Munthe (1989) argues that Aelurodon would’ve been solitary, ambush predators because of their more flexible and robust forelimbs. This along with is grasping anterior teeth would’ve enabled it to pull down large prey on their own. Valkenburgh et al. (2003) criticized this argument. They argued while borophagines had more mobility in their forelimbs and forepaws than Caninae, they still lacked the sharp, curved, retractable claws seen in felids, this would’ve made it difficult for borophagines to hold onto large prey. They argued the larger species of Aelurodon (A. ferox and A. taxoides) were social predators due to their hypercarnivory and relative abundance in the fossil record.

However, Andersson (2005) called this argument into question as craniodental and elbow joint morphology of most large borophagines resembled that of pantherinae instead of recent canids. This suggests canines aren’t a suitable analogue for ecological and behaviorally morphology in borophagines. However, the existence of lions shows that carnivorans that can grapple are still capable of adopting pack hunting.

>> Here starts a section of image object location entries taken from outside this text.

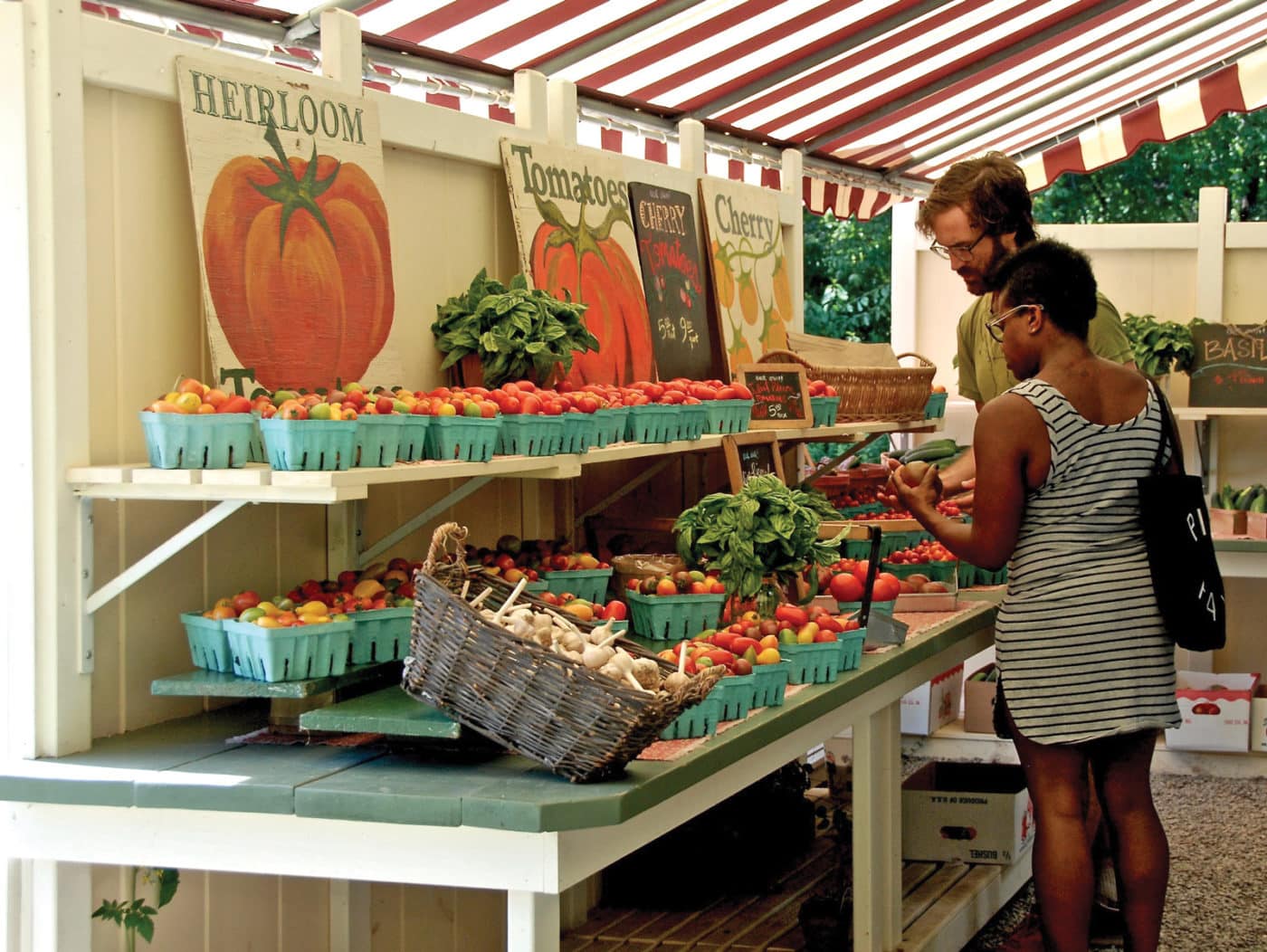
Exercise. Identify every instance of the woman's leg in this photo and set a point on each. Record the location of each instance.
(1063, 875)
(1142, 854)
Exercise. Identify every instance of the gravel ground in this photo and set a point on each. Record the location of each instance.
(1218, 892)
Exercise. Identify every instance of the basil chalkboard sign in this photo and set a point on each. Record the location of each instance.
(781, 395)
(750, 454)
(668, 250)
(1229, 366)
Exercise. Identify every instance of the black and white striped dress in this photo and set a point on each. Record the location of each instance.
(1081, 648)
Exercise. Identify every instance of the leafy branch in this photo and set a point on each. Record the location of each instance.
(136, 917)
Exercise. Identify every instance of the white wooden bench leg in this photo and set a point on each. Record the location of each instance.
(348, 916)
(531, 922)
(877, 800)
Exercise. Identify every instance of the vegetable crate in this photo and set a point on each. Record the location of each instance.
(728, 416)
(379, 635)
(673, 616)
(289, 653)
(468, 439)
(414, 439)
(579, 433)
(310, 443)
(816, 663)
(825, 410)
(377, 439)
(697, 720)
(611, 424)
(574, 720)
(198, 440)
(208, 642)
(589, 585)
(529, 435)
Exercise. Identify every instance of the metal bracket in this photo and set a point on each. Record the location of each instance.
(146, 565)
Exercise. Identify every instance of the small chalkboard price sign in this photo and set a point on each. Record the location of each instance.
(781, 395)
(1229, 367)
(750, 454)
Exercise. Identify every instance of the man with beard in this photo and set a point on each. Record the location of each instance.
(978, 214)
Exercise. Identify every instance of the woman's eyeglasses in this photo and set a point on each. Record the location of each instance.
(960, 252)
(996, 325)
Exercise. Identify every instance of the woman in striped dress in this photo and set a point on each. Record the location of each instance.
(1087, 671)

=== Predatory behavior ===
The hunting method of Aelurodon has been debated by experts. Muntune (1989) recovered Aelurodon as an ambush predator. However, Van Valkenburgh et al. (2003) suggested their running capabilities are difficult as spotted hyenas are pursuit predators despite limb proportions suggesting otherwise. They suggested that Aelurodon was capable of pursuing prey over a limited distance. Schwab et al. (2019) recovered Aelurodon as a pursuit predators based on the morphology of its bony labyrinth. However, Figueirido et al. (2015) recovered Aelurodon as an ambush predator, although one A. ferox specimen was recovered as a pounce predator. Their analysis also found that pursuit predation among canids emerged during the Pleistocene. ^{Including supplementary materials}

Martín-Serra et al. (2016) noted that based on the forelimb morphology, the predatory behavior of the borophagines was not equivalent to any living species as they weren’t as specialized for grappling as ambush predators or as cursorial as pounce-pursuit and pursuit predators.